At the moment I am teaching a course called 'Globalisation and the Global South' at one of the universities here in Munich. One of the aspects of globalisation that we have been looking at is the globalisation of the media, which brought us onto looking at and discussing the film, 'Outfoxed', as a follow up to us looking at alternative media sites such as 'Democracy Now' and the 'Independent Media Center'. During the discussions that followed I was quick to discern that, while the students appreciated the opportunity to hear "another" opinion, the set up of those sites along with the effort required to look at them meant that they would not be regular viewers/readers of the alternative media. The evidence would seem to suggest that the student, at the end of a long day in the classroom or the library, and the tinker, tailor, soldier, sailor, rich man, poor man, beggarman, thief, butcher, baker, candlestick maker, after their daily toil, are not going to want to cognitively challenge themselves while plumped in front of a normally smaller screen, without a remote control, in a normally harder chair. Unless, perhaps, they were really given the illusion that they were actually watching "real" television,
That is why, we might see the English language version of 'RT' from the Russian TV network as an emerging challenge to the Anglo-Saxon-Zionist manufacturers of consent even if it is normally accessed on a "normally smaller screen" and "without a remote control", while sitting on a "harder chair". Available all over he planet via satellite, cable and free from the channel's website it also has almost 100 English-speaking journalists reportin and some good investigative journalism. Moreover, it also invites guests, such as Webster Tarpley, FW Engdahl and Michel Chossudovsky, whose opinions are worth listening to, and hosts shows such as Max Keiser in his 'Keiser Report'. Furthermore, maybe, just maybe, because it is also available via cable and satellite .... anyway, I for one feel more as if I am actually watching television than do when I am in front of 'Democracy Now', the 'Real News' or 'Indymedia'.

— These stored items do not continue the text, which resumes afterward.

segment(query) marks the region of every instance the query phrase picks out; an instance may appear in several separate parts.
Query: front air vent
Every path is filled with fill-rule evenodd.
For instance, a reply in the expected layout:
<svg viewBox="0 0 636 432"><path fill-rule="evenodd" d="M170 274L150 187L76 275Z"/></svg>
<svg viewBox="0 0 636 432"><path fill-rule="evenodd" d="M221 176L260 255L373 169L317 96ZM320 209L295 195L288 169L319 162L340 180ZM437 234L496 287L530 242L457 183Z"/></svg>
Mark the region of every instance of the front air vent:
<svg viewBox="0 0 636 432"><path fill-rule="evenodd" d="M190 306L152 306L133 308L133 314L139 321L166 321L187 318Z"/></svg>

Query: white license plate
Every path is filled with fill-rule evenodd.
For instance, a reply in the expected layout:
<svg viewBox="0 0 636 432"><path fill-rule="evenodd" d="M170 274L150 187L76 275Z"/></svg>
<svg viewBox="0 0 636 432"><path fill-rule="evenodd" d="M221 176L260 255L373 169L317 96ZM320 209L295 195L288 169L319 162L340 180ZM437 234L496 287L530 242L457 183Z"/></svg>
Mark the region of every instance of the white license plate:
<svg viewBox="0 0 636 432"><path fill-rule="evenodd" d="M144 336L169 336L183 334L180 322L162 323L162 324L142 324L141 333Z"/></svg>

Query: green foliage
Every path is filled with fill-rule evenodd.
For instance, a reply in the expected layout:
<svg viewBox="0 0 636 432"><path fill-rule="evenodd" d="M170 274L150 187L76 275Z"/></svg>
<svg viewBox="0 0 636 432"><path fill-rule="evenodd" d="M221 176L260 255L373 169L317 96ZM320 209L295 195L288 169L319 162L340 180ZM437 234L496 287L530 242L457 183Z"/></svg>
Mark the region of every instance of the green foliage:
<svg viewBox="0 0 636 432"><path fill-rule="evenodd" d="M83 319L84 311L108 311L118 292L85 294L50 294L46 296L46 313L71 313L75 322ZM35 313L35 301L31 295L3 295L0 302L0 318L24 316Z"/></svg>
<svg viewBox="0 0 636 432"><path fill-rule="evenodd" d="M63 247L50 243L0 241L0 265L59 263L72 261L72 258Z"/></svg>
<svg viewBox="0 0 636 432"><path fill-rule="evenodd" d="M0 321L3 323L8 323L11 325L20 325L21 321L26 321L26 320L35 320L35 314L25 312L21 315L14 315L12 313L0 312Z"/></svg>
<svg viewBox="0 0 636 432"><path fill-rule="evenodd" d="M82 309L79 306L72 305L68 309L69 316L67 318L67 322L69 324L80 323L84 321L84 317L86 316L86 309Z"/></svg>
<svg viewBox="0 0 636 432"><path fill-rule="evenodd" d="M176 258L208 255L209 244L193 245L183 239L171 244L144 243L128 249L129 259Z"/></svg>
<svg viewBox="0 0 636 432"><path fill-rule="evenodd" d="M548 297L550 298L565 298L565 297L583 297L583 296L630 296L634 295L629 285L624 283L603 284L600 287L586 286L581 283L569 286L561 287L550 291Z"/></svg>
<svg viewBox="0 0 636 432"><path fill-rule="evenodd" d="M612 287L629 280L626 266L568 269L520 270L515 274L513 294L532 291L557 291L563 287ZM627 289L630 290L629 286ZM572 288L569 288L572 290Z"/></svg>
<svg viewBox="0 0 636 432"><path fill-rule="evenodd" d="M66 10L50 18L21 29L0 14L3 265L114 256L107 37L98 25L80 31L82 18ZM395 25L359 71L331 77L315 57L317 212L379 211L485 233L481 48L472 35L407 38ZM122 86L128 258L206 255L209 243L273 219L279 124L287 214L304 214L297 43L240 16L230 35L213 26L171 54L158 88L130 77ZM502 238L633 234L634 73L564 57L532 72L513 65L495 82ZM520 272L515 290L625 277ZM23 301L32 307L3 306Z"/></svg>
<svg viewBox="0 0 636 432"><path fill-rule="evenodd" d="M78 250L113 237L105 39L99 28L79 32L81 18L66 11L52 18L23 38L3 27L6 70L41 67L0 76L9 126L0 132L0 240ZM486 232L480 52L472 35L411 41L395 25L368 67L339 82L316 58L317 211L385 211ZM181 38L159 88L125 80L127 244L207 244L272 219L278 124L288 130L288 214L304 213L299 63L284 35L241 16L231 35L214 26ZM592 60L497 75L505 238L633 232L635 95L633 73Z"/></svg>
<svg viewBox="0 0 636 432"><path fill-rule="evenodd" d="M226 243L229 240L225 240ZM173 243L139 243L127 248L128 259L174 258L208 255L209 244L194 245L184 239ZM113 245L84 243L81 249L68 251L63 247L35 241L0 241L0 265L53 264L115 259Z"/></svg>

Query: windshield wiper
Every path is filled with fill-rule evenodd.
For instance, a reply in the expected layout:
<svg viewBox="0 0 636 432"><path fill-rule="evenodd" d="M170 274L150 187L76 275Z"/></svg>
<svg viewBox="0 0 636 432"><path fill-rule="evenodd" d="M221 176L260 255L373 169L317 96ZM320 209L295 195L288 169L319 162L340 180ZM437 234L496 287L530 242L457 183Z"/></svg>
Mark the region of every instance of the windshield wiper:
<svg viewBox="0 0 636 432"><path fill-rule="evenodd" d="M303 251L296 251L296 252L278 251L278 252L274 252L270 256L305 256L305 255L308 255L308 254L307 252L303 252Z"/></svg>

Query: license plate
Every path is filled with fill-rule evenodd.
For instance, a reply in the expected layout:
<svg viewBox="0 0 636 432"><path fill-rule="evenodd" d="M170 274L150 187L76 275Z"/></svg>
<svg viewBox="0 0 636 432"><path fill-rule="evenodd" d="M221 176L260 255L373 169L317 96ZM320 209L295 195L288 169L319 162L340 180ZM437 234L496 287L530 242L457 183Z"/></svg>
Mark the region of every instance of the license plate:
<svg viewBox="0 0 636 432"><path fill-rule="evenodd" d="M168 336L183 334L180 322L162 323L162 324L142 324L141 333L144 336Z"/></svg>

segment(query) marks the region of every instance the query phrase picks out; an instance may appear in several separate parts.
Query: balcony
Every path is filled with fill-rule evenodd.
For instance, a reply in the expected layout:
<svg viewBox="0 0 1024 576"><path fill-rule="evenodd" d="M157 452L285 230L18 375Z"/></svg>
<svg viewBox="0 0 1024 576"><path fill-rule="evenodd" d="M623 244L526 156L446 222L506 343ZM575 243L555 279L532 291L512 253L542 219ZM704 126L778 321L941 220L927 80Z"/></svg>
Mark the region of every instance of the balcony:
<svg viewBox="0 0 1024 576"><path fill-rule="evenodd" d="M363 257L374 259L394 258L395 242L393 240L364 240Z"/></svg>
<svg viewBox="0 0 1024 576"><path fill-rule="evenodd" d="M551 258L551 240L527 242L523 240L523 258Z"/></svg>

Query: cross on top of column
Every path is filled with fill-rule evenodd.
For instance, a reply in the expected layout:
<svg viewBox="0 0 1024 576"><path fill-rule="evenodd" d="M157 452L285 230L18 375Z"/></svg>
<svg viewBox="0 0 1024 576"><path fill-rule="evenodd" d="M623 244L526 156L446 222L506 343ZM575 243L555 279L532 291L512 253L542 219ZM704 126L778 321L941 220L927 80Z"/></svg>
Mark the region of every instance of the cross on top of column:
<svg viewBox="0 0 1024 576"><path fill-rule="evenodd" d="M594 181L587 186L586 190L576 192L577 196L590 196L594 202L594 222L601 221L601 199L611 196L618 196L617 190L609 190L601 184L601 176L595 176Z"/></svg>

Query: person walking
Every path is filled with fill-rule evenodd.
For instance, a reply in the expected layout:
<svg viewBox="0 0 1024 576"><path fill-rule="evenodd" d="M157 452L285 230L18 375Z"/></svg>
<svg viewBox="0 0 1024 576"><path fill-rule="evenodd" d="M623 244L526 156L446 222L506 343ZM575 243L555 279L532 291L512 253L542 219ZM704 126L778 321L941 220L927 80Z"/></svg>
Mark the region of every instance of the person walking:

Now, we are not going to pretend that Russian television and the Russians don't have an agenda, still what we get is to hear people like Tarpley, Engdahl, Chossudovsky and Keiser telling us the other side of what is largely "our" story. Therefore, while we won't want to tune into it for a documentary on what is happening in Chechnya, there are lots of things on geopolitics and geoeconomics that will get us at least using our grey matter. Moreover, we will be doing that while actually still having the feeling that we are watching the telly and relaxing rather than going through some cognitively challenging exercise, something which might be a little too much like hard work, at the end of a long hard day. Most certainly, if RT comes up for subscription or if it suddenly appears on my exclusive T-Home package, I will be more than happy at the prospect of some decent television from the comfort of my couch.